Malgré toutes ces prévisions, si la comtesse avait eu la moindre fortune, elle eût accepté l’offre de la démission de Mosca. Elle se croyait une femme âgée, et la cour lui faisait peur, mais ce qui paraîtra de la dernière invraisemblance dé ce côté-ci des Alpes, c’est que le comte eût donné cette démission avec bonheur. C’est du moins ce qu’il parvint à persuader à son amie. Dans toutes ses lettres il sollicitait avec une folie toujours croissante une seconde entrevue à Milan, on la lui accorda.

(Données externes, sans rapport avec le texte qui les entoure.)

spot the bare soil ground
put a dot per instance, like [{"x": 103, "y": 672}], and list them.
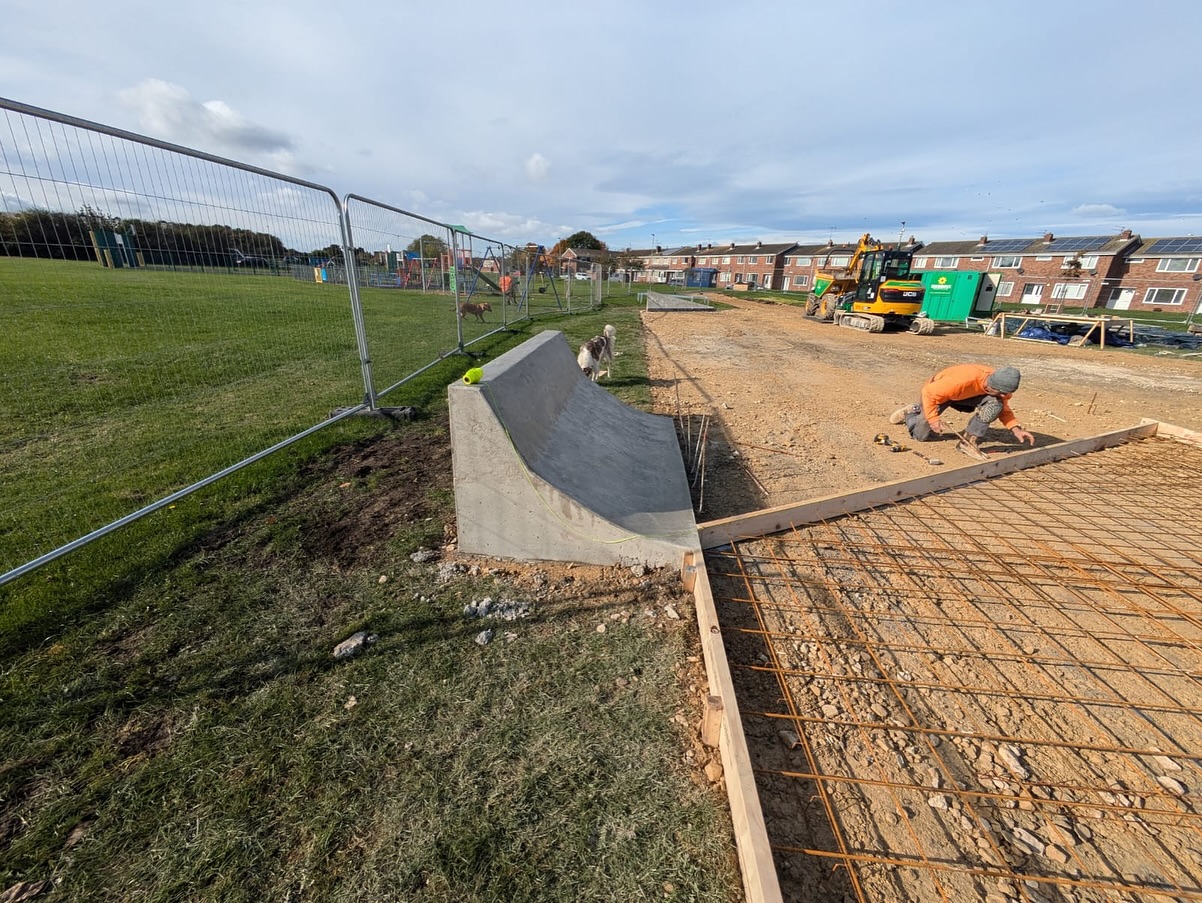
[
  {"x": 797, "y": 402},
  {"x": 795, "y": 407}
]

— Vous jurer que j’ai pour vous une passion folle, lui disait la comtesse, un jour à Milan, ce serait mentir ; je serais trop heureuse d’aimer aujourd’hui, à trente ans passés, comme jadis j’aimais à vingt-deux ! Mais j’ai vu tomber tant de choses que j’avais crues éternelles ! J’ai pour vous la plus tendre amitié, je vous accorde une confiance sans bornes, et de tous les hommes, vous êtes celui que je préfère.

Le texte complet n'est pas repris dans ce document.